In the world of Savouring Stella, cake is a perfectly acceptable breakfast. Especially when it has densely nutritious buckwheat flour, carrot, and a lightly sweetened cashew cream frosting. Umm HELLO!

This beautiful cake is dense, moist, and just the right amount of sweet. It's spiced with cinnamon, and topped with cashew cream frosting- which when done right, is about the best thing in the world. How could cashew cream be done wrong you ask?
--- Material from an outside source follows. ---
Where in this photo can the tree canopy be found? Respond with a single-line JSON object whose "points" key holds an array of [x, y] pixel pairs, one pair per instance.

I didn't think it was possible either until I had a cake with a cashew frosting and it was far too bitter and nutty. Not enough vanilla and agave in that recipe obviously. Fortunately for you, I've perfected cashew cream after years of practice. However, it's one of those things that's subjective to the individual, so when in doubt, keep adding agave, and lemon zest until it's to your liking.

Brunch spread; fruit salad, buckwheat carrot cake, yoghurt, granola, quinoa and greens, avocado. Photo credit: Brandi Daniels at Eat.Drink.Yoga

Buckwheat Carrot Cake makes one 9-inch round cake

cashew cream, cinnamon, lemon zest

Carrot Cake

  • 1.75 cups buckwheat flour
  • 3/4 cup gluten-free flour blend (I used Bob's Red Mill; alternately, you can use all buckwheat)  
  • 2 tsp cinnamon
  • 1/4 tsp cardamom
  • 2 tsp baking powder
  • 1 tsp baking soda
  • 1/4 tsp sea salt
  • 2 eggs
  • 1 cup unsweetened apple sauce
  • 1 cup almond or rice milk
  • 1 tsp vanilla extract
  • 2 cups grated carrot + extra optional for garnish
  • 1/2 cup raisins + extra optional for garnish
  • zest and juice of half a lemon

Cashew Cream 

  • 1.5 cup raw unsalted cashews, soaked overnight, drained
  • 3 Tbsp agave nectar (maple syrup would also be tasty)
  • 2 Tbsp lemon juice
  • zest of 1 lemon
  • 1/4 tsp vanilla extract


Preheat oven to 350 degrees F. Generously grease a 9-inch round baking pan.

Make cashew cream by combining cashews, agave, lemon juice and zest in a food processor or high speed blender. Let this baby BLEND until it's silky in texture. Add additional sweetener and lemon zest to your taste. Cover the frosting and place in the fridge so the flavors can meld.

 For the cake, combine flours, spices, baking powder and soda, and sea salt in a large mixing bowl. Whisk to combine.

In a separate bowl, beat the eggs, then whisk in apple sauce, milk, vanilla, lemon juice and zest. Add wet mixture to dry. Fold in carrots and raisins.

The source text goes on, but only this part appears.